The Common Rule’s 2018 Requirements introduce a number of changes to informed consent (which an appendix to the FDA guidance document helpfully summarizes), and the FDA appears willing to support those changes as much as possible. As the guidance states it, the Common Rule revisions to informed consent are “not inconsistent” with existing FDA requirements. The guidance anticipates that researchers and institutions will use Common Rule-compliant templates for FDA studies.
Review of Minimal Risk Research
Before the 2018 Requirements, the FDA and the Common Rule had the same requirements for allowing expedited IRB review of minimal risk research. Both sets of rules allowed for the expedited review of research if (1) the required procedures of the research appeared on a list of straightforward practices, and (2) an IRB reviewer agreed that the study presented only minimal risk to human subjects. The Common Rule requirements have now flipped the decision in (2): an IRB reviewer must find that the research is not minimal risk rather than determine that it is. In a sense, it moves from an opt-in decision to an opt-out decision. This could hasten the approvals for these studies under the Common Rule, but it creates a new distinction from the comparable FDA process (though the language of the guidance document suggests the FDA could soon introduce a similar shift).
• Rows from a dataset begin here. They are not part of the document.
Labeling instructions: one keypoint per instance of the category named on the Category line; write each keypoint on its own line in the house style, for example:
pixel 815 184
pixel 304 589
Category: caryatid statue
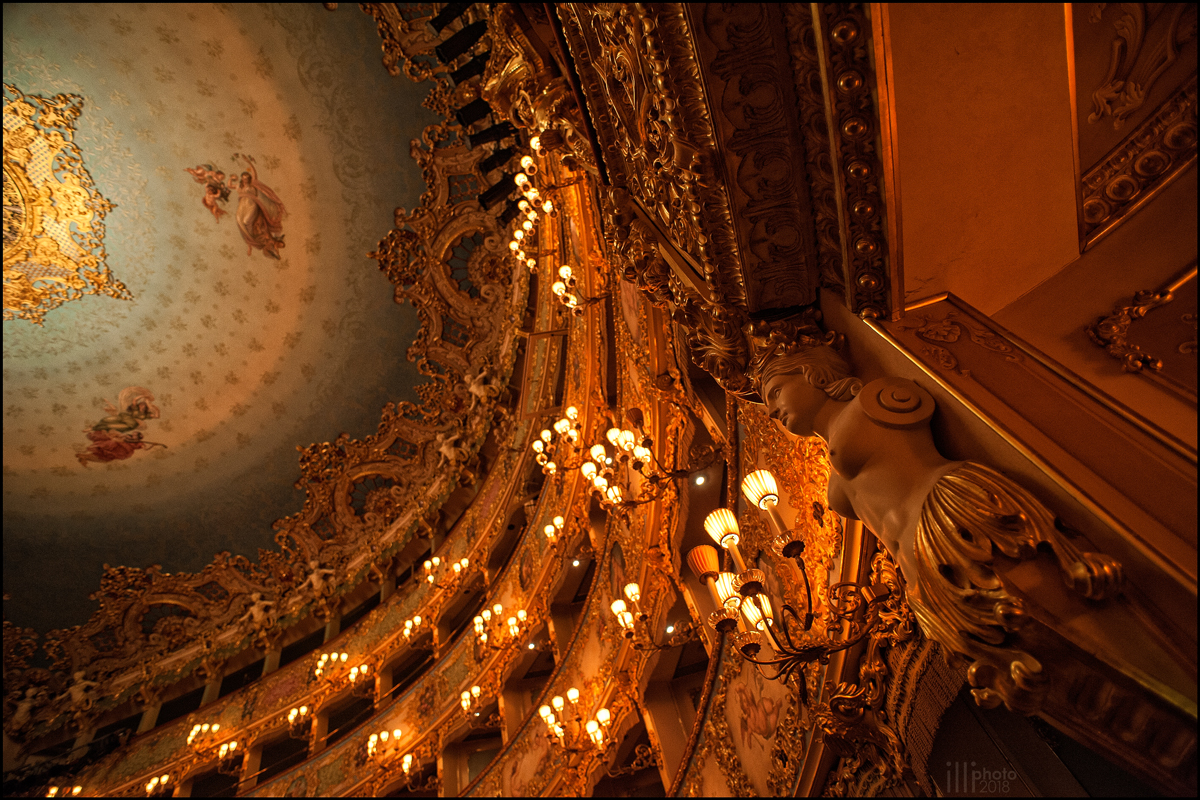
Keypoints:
pixel 943 522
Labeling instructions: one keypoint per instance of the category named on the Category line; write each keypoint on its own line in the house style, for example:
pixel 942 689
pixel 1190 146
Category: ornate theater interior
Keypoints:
pixel 520 400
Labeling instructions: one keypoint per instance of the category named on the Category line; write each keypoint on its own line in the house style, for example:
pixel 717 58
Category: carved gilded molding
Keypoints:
pixel 45 181
pixel 364 499
pixel 1111 332
pixel 1152 156
pixel 843 32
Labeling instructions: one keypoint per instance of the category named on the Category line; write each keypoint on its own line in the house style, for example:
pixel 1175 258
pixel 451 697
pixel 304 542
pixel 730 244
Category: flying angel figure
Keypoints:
pixel 215 188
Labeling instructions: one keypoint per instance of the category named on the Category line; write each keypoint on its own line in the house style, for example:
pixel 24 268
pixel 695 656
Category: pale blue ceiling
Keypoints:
pixel 247 356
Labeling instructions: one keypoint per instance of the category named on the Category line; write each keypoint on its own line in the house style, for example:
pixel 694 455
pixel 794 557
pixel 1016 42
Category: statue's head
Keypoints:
pixel 796 382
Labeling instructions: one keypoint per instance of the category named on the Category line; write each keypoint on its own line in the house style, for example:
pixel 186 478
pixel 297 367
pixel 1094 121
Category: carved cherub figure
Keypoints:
pixel 81 692
pixel 259 612
pixel 450 450
pixel 479 388
pixel 317 581
pixel 942 521
pixel 24 713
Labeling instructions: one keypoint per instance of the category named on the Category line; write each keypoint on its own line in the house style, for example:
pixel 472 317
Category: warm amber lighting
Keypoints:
pixel 703 561
pixel 723 527
pixel 760 488
pixel 725 590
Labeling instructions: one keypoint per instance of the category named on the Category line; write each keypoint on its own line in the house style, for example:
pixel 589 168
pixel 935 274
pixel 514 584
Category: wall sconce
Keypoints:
pixel 529 208
pixel 203 738
pixel 491 627
pixel 412 769
pixel 564 289
pixel 743 605
pixel 567 728
pixel 433 565
pixel 634 624
pixel 414 627
pixel 157 787
pixel 555 530
pixel 298 722
pixel 330 666
pixel 469 699
pixel 383 744
pixel 762 492
pixel 546 445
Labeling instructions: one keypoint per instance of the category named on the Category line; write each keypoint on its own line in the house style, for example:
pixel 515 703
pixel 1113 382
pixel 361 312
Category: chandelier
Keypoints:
pixel 567 729
pixel 778 644
pixel 635 624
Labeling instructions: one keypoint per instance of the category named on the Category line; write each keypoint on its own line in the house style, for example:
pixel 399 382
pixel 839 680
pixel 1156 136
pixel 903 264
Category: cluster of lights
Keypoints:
pixel 413 626
pixel 469 697
pixel 330 660
pixel 528 206
pixel 556 719
pixel 567 427
pixel 381 739
pixel 625 617
pixel 298 717
pixel 433 564
pixel 739 596
pixel 202 729
pixel 555 529
pixel 563 289
pixel 600 467
pixel 489 624
pixel 157 783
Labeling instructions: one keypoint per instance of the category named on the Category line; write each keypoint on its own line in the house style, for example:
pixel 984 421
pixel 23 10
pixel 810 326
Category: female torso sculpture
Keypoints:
pixel 946 523
pixel 882 469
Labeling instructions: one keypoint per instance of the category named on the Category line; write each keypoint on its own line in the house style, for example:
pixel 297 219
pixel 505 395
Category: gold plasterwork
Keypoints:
pixel 53 214
pixel 1111 332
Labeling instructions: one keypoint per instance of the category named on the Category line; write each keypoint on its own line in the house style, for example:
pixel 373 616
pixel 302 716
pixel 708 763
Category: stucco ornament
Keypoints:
pixel 261 613
pixel 953 527
pixel 480 386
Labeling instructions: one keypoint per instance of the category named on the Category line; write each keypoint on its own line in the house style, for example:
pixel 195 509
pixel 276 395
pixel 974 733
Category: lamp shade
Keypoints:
pixel 703 561
pixel 760 488
pixel 723 527
pixel 726 591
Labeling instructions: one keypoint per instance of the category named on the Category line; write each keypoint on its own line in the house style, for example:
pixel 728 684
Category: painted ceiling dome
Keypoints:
pixel 190 199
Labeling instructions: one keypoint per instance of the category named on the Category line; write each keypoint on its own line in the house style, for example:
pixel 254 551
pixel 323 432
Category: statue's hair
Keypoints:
pixel 820 365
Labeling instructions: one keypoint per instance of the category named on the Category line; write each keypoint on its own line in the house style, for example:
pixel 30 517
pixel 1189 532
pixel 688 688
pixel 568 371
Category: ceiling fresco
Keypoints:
pixel 239 162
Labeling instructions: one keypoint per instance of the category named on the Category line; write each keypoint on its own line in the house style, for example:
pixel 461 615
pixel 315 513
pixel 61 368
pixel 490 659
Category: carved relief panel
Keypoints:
pixel 1134 92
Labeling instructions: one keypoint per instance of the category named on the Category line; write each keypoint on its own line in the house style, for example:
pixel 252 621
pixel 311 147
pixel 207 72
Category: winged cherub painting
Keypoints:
pixel 120 434
pixel 259 214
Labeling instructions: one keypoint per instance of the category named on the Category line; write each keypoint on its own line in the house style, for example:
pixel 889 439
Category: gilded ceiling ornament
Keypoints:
pixel 948 522
pixel 1147 160
pixel 1111 331
pixel 53 214
pixel 355 489
pixel 1137 64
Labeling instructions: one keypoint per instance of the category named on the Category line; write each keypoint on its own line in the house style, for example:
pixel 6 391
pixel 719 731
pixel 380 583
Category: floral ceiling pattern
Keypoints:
pixel 252 156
The new rules for continuing review may present the most dramatic difference between the Common Rule and FDA versions of the rules. The 2018 Requirements will allow some research to avoid annual renewals, and as part of that will recognize in some cases a new “limited IRB review.” The FDA has no means to recognize limited IRB review, nor has it removed any requirements for continuing review of human subjects research.
Other Areas for Clarification
The FDA appears open to hearing other concerns from researchers even though it was published as a final document. The guidance encourages observers to chime in on any additional problem areas between FDA regulations and the revised Common Rule.